President Felix Tshisekedi of the DR Congo has commuted the death sentences of three Americans to life imprisonment due to their involvement in what the military described as a failed coup attempt in the country last year, according to an announcement.
Marcel Malanga, Tyler Thompson, and Benjamin Zalman-Polun are currently incarcerated in a military facility in Kinshasa, the capital. The trio, aged between 23 and 37, were part of 37 individuals who received death sentences for their alleged roles in the coup attempt in May, which involved an assault on a minister’s residence followed by an advance towards presidential offices.
The announcement regarding the commutation of their sentences was broadcast on state television overnight.

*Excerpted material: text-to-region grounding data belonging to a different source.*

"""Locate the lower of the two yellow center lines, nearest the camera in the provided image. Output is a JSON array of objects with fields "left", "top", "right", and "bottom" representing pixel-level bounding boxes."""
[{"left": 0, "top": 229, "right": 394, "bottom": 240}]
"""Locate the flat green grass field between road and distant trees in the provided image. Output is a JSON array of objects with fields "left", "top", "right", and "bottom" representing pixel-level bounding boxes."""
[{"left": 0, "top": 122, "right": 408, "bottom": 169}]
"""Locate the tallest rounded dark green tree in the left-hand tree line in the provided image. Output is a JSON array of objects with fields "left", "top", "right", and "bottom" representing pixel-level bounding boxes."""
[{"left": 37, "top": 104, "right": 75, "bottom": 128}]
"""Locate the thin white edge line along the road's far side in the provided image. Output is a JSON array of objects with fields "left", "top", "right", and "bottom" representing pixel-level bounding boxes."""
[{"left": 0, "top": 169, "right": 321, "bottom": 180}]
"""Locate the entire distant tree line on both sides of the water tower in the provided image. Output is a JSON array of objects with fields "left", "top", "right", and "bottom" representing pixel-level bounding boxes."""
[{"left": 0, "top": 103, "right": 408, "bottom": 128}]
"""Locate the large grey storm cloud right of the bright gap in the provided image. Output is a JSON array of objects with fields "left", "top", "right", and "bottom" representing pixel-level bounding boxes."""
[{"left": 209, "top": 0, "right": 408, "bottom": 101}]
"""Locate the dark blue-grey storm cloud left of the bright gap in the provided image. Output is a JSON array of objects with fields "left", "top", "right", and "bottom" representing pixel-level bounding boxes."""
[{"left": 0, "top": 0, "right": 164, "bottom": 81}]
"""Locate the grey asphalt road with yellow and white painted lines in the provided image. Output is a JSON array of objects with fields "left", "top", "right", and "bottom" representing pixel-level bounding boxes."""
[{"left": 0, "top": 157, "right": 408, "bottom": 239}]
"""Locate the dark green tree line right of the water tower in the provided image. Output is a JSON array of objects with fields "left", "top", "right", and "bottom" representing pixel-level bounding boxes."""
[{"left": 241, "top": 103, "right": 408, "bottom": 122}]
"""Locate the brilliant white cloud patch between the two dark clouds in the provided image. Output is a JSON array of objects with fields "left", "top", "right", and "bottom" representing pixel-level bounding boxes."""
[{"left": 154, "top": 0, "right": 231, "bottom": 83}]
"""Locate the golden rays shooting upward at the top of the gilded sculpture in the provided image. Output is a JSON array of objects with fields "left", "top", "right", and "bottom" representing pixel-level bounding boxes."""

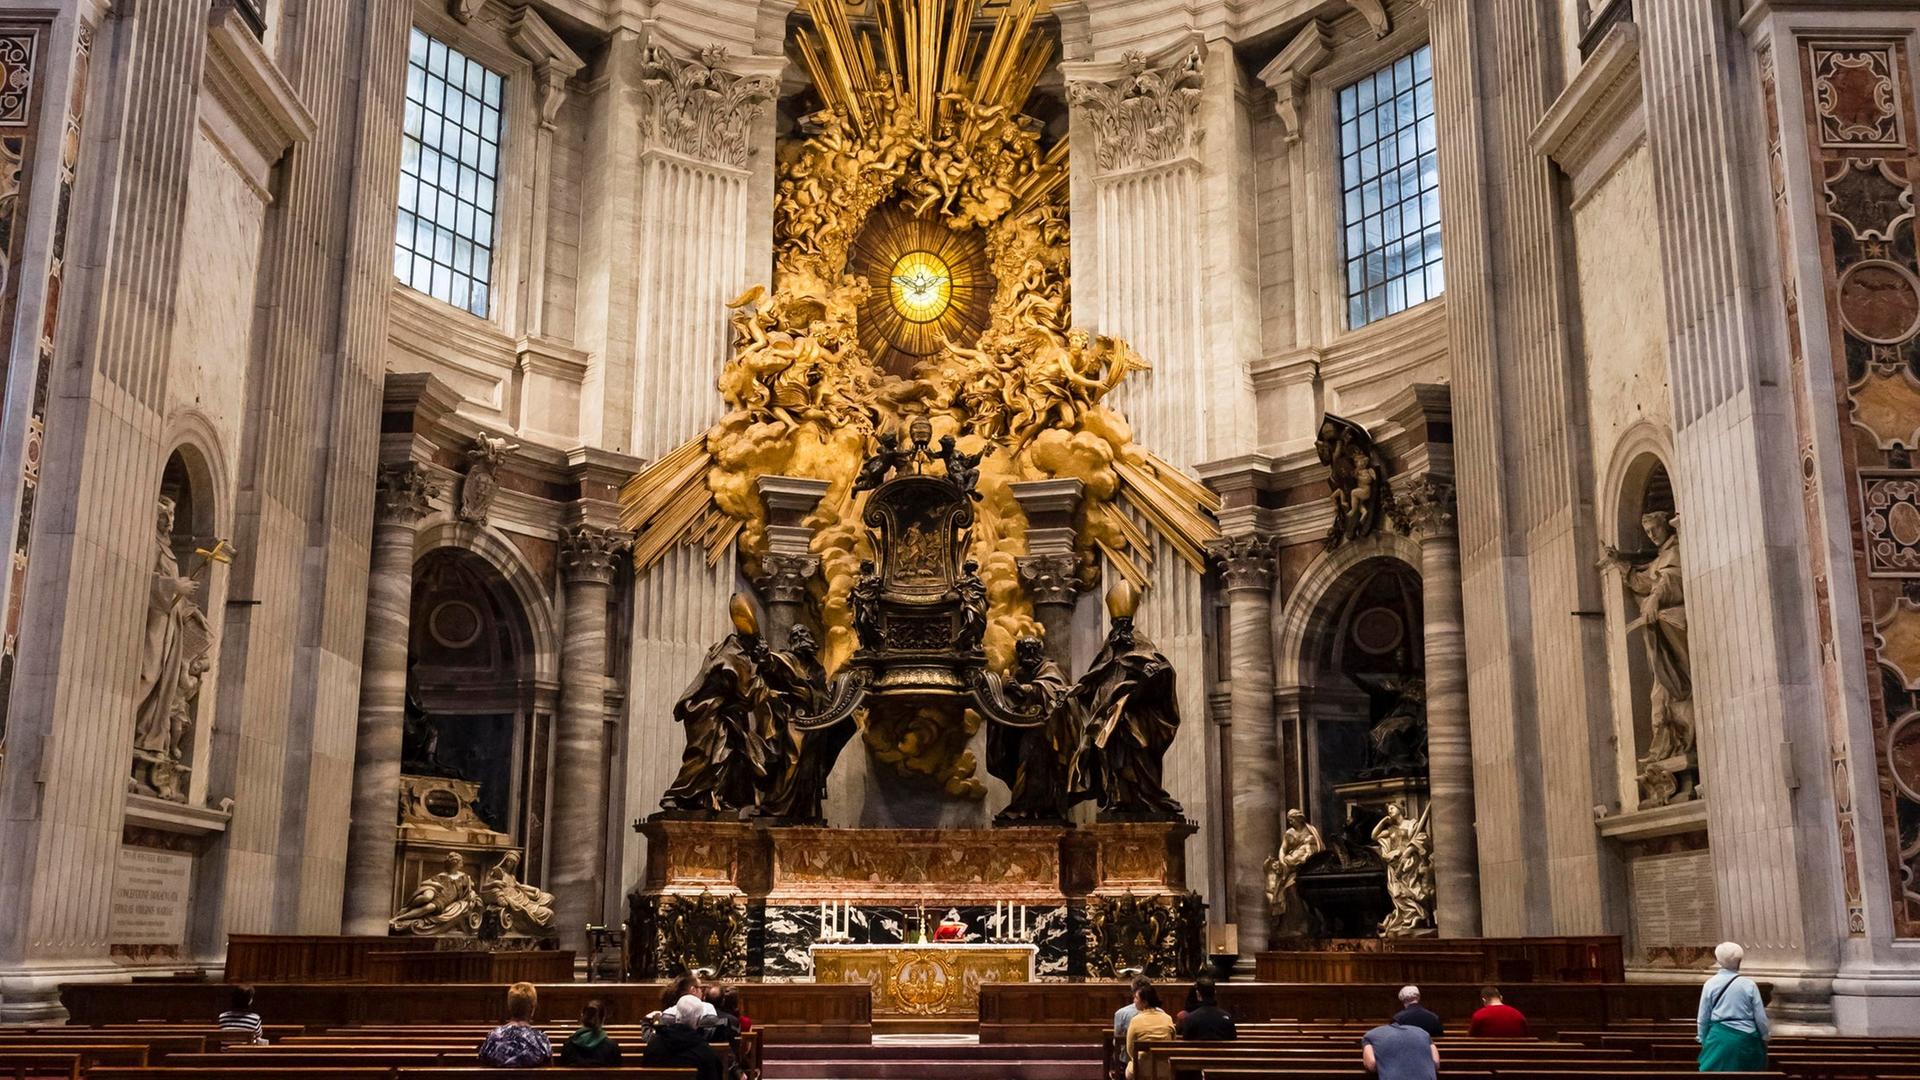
[{"left": 795, "top": 0, "right": 1054, "bottom": 142}]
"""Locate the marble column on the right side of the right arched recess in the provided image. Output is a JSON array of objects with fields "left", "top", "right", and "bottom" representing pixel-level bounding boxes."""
[{"left": 1402, "top": 477, "right": 1480, "bottom": 938}]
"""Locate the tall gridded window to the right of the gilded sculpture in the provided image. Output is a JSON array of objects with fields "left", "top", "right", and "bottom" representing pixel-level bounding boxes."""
[{"left": 1338, "top": 44, "right": 1446, "bottom": 329}]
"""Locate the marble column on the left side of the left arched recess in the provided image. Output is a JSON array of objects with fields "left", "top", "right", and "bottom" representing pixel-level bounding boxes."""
[{"left": 340, "top": 461, "right": 440, "bottom": 934}]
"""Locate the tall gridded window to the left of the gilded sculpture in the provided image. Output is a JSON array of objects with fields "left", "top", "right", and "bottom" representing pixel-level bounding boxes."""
[{"left": 394, "top": 29, "right": 501, "bottom": 317}]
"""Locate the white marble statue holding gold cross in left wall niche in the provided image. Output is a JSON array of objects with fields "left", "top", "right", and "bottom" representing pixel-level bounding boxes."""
[{"left": 132, "top": 496, "right": 225, "bottom": 801}]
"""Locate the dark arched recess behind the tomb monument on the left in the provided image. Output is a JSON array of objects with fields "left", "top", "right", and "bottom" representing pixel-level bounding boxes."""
[{"left": 401, "top": 548, "right": 545, "bottom": 860}]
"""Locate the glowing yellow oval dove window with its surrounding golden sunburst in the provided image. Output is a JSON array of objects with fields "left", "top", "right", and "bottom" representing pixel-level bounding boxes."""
[{"left": 847, "top": 204, "right": 993, "bottom": 377}]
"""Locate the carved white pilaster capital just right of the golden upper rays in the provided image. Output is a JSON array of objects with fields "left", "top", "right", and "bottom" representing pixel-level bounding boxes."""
[{"left": 1068, "top": 46, "right": 1200, "bottom": 171}]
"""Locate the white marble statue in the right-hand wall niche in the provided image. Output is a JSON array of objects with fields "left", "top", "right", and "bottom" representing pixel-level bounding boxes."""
[{"left": 1601, "top": 511, "right": 1699, "bottom": 809}]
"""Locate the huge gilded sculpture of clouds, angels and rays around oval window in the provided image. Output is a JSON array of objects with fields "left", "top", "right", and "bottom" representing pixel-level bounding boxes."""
[{"left": 622, "top": 0, "right": 1219, "bottom": 669}]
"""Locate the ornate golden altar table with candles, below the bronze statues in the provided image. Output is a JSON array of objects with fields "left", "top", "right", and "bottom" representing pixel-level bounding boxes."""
[{"left": 808, "top": 944, "right": 1039, "bottom": 1017}]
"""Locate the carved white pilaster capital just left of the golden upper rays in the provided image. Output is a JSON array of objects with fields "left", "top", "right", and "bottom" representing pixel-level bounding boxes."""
[{"left": 639, "top": 44, "right": 778, "bottom": 167}]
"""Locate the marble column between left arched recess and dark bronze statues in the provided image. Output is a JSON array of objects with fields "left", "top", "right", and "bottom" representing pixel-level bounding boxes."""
[{"left": 547, "top": 525, "right": 634, "bottom": 955}]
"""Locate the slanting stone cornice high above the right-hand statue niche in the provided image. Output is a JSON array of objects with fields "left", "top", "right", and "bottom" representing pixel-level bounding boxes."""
[{"left": 1528, "top": 23, "right": 1645, "bottom": 202}]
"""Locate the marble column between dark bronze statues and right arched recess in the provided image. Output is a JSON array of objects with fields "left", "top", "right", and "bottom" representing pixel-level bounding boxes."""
[{"left": 1210, "top": 534, "right": 1286, "bottom": 955}]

The three Americans are now “entitled to hope for a full release following a complete remission of sentence, which is also one of the ways a presidential pardon can be granted according to the constitution” of the Democratic Republic of Congo.
The purported coup attempt launched in the early morning of May 19 last year, when a group of armed men attacked the home of then-economy minister Vital Kamerhe, who is presently the president of the national assembly.
Subsequently, the assailants proceeded to a building housing Tshisekedi’s offices, carrying flags of Zaire, the country’s name under the former dictator Mobutu Sese Seko, who was overthrown in 1997. Witnesses reported hearing gunfire near the premises at that time.

An army spokesperson later announced on national television that the defence and security forces had thwarted “an attempted coup d’état.”
The alleged conspiracy was led by Christian Malanga, a Congolese individual who had become a U.S. citizen and was killed by security personnel, according to army spokesperson General Sylvain Ekenge. He was the father of Marcel Malanga.
In March of last year, the Congolese government ended a moratorium on the death penalty since 2003. The government said that this action aimed to address soldiers charged with treason, as the country encounters armed insurgencies in the troubled east.
Human rights organisations condemned this decision. Since then, over 100 death sentences have been issued, but none have yet been executed.